The underlying motivation for this work has been to obtain a novel geometric framework for the space of phylogenetic trees which has more principled biological justification than existing geometries, and which can be used to develop statistical methods for analysing data sets of trees. Ultimately, realizing this aim is still some way off. For example, given a sample of points \(\{x_1,\ldots ,x_n\}\subseteq X\) in a metric space (Xd), the Fréchet mean \(\bar{x}\in X\) is a point which minimises the sum of squared distances to the data:

$$\begin{aligned} \bar{x} = {\mathop {\hbox {arg min}}\limits _{x \in X}}\sum _{i=1}^n d(x,x_i)^2. \end{aligned}$$

In general, the Fréchet mean does not always exist, or it can fail to be unique, but in globally non-positively curved spaces such as \((\mathcal {S}^+_{N},d_\mathrm {cov})\) and \((\mathcal {U}_{N},d_\mathrm {BHV})\) there exists a unique Fréchet mean (Bridson and Haefliger 2011). Development of methods for calculation of a Fréchet mean using an intrinsic information metric in wald space seems very challenging, and the curvature calculations in Sect. 4.2 have implications for the existence and uniqueness of Fréchet means. On the other hand, given any sample of trees in \(\mathcal {W}_{N}\), there is a unique inrinsic Fréchet mean in \(\mathcal {S}^+_{N}\) and an algorithm for computing the mean is given by Lenglet et al. (2006). Our projection algorithm could be used to project this to an extrinsic mean back into \(\mathcal {W}_{N}\). Properties of the projected Fréchet mean tree could be investigated.

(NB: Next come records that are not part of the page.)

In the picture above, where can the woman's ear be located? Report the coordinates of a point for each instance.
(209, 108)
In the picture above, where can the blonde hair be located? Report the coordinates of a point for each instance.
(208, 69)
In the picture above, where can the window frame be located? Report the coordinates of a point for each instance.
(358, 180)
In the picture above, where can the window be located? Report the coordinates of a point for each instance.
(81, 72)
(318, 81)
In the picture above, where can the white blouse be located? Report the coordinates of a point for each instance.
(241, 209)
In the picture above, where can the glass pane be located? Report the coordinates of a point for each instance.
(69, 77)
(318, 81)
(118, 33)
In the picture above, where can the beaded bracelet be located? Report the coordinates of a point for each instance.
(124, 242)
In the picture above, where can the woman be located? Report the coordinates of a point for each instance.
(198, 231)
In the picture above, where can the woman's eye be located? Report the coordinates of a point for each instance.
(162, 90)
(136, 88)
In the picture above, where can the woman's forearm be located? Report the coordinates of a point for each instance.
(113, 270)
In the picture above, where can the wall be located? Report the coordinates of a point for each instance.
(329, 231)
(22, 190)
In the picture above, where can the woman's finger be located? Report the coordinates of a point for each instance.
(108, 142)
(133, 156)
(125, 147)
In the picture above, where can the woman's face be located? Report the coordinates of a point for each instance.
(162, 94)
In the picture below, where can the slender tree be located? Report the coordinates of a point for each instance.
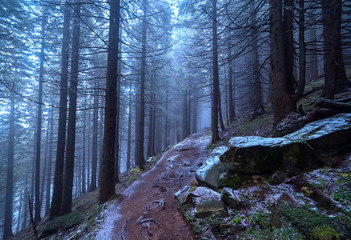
(139, 145)
(72, 119)
(107, 188)
(61, 138)
(10, 164)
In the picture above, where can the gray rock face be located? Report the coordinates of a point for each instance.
(258, 155)
(294, 153)
(328, 137)
(205, 200)
(233, 199)
(209, 173)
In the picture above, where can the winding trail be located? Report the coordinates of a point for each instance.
(148, 209)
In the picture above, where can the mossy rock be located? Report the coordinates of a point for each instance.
(234, 180)
(64, 222)
(324, 233)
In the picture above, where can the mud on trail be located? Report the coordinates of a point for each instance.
(147, 209)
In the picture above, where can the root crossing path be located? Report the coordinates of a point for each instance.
(147, 209)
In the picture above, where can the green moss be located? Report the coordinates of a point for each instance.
(286, 233)
(247, 127)
(234, 181)
(324, 233)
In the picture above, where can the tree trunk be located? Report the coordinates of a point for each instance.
(281, 100)
(118, 113)
(314, 57)
(9, 181)
(139, 146)
(185, 114)
(94, 141)
(302, 47)
(215, 83)
(84, 147)
(288, 33)
(40, 100)
(49, 172)
(258, 108)
(61, 138)
(230, 85)
(166, 119)
(334, 69)
(72, 116)
(129, 143)
(46, 158)
(107, 187)
(220, 112)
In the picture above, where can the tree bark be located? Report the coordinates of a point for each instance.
(302, 47)
(230, 85)
(84, 147)
(107, 187)
(288, 35)
(258, 108)
(129, 143)
(94, 152)
(61, 138)
(215, 83)
(72, 116)
(281, 99)
(334, 69)
(139, 146)
(37, 204)
(9, 181)
(49, 171)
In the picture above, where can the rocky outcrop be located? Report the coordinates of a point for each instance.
(210, 172)
(328, 137)
(259, 155)
(290, 124)
(205, 201)
(294, 153)
(234, 199)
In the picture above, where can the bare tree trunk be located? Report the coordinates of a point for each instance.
(84, 147)
(139, 146)
(39, 122)
(9, 180)
(314, 59)
(334, 69)
(288, 33)
(258, 108)
(94, 141)
(61, 139)
(215, 92)
(230, 85)
(107, 187)
(49, 171)
(72, 116)
(220, 112)
(129, 143)
(116, 173)
(166, 119)
(281, 101)
(302, 46)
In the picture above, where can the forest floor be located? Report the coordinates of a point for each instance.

In comparison to the BHV and tropical metrics, the intrinsic information metrics have the advantage of interpretability in terms of genetic substitutions and the distributions of characters represented by two trees. This suggests the information metrics might be better suited for statistical tasks such as hypothesis testing. In the BHV and tropical geometries, contraction and expansion of edges offer the means of moving between different topologies. In the wald space, additional topological transformations are possible via expanding edges to infinite length, and these correspond to tree bisection and reconnection (TBR) operations. Many applications in phylogenetics require searches over the space of phylogenetic trees, and movement along information geodesics in the wald space might have advantages over existing methods.